A federal appellate court overturned a $5.5 million jury verdict against a Missouri orthopedic surgeon who is accused in a whistleblower lawsuit of taking kickbacks from a spinal implant distributor owned by his fiancee.
A panel of the 8th Circuit Court of Appeals ruled Tuesday that improper instructions were given to the jury that found Dr. Sonjay Fonn of Cape Girardeau and distributor Deborah Seeger liable for violations of the federal False Claims Act. The panel said the jury should have been told that the government must show not only that Fonn accepted kickbacks, but also that the payments influenced his decision to use those particular implants.
The 8th Circuit’s ruling allows the Department of Justice and the whistleblowers to try the case again. But Fonn’s attorney, James G. Martin with the Dowd & Bennett law firm in St. Louis, said he doesn’t believe the government has the evidence it needs to win a jury verdict against his client under the standard set by the 8th Circuit.
“The government never had any evidence that the alleged kickbacks influenced his decisions,” he said.
Martin said even with the lower standard of causation allowed by the US District Court, the jury exonerated both Fonn and Seeger on one of the government’s three counts, found in favor of Fonn on a second count and awarded no damages against either of the plaintiffs on a third count.
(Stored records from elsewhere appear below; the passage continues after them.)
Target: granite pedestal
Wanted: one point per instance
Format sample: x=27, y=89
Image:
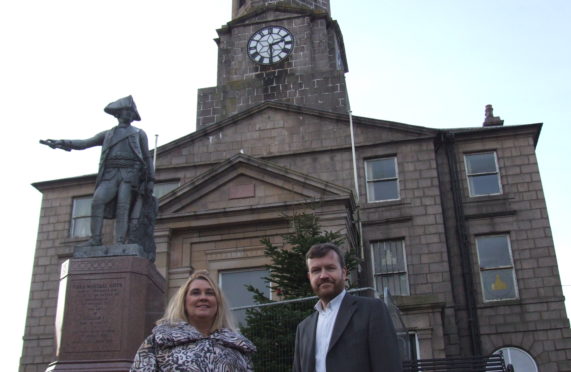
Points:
x=106, y=308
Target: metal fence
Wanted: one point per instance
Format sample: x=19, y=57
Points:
x=272, y=326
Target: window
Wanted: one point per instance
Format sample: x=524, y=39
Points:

The evidence presented at trial did, however, persuade a jury to award $5,495,931 in damages, which is triple the amount Fonn billed Medicare and Medicaid for disputed spinal fusion surgeries.
Attorneys for the US Justice Department said in a single year, Seeger was paid $1.3 million in 50% commissions from spinal implant manufacturers who sold products for Fonn’s surgeries. She in turn, is alleged to have rewarded him lavishly with purchases that included home improvements and a Sea Lion yacht.
The US Justice Department filed criminal charges against Fonn and Seeger in 2014, but dismissed the indictment a year later.
“We convinced them that there was no criminality,” Martin said.
The group of Cape Giradeau physicians, however, continued with a False Claims Act whistleblower lawsuit that they filed in 2012 against Fonn, Seeger and Fonn’s medical practices. The jury returned its multi-million verdict in 2018. Fonn and Seeger appealed.
The appellate panel said the US District Court Judge erred by instructing the jury that the government must prove, under a preponderance of evidence, that a fraudulent claim was made if there was any violation of the anti-kickback statute. The government argued that Congress had amended the False Claims Act in 2010 so that any claim “tainted” by a kickback is false.
The 8th Circuit panel said the law doesn’t actually go that far. As amended in 2010, the law states that a claims are fraudulent if they are “resulting from” a violation of the anti-kickback statute. That means the government must prove a “but for causal relationship,” the opinion says.
“Tracking the textbook definition, the government had to prove here that the defendants would not have included particular ‘items or services’ absent the illegal kickbacks,” the opinion says.
The panel noted in its opinion that it disagreed with a stance taken by the 3rd Circuit Court of Appeals in 2018. That court improperly looked to Congress’ intention when it adopted the False Claims Act amendments to determine that any kickback makes a claim fraudulent, the opinion says.
Martin said False Claims Act lawsuits rarely make it to the appellate courts, which is why only two of the 14 federal circuits have ruled on the standard of evidence required to prove a violation.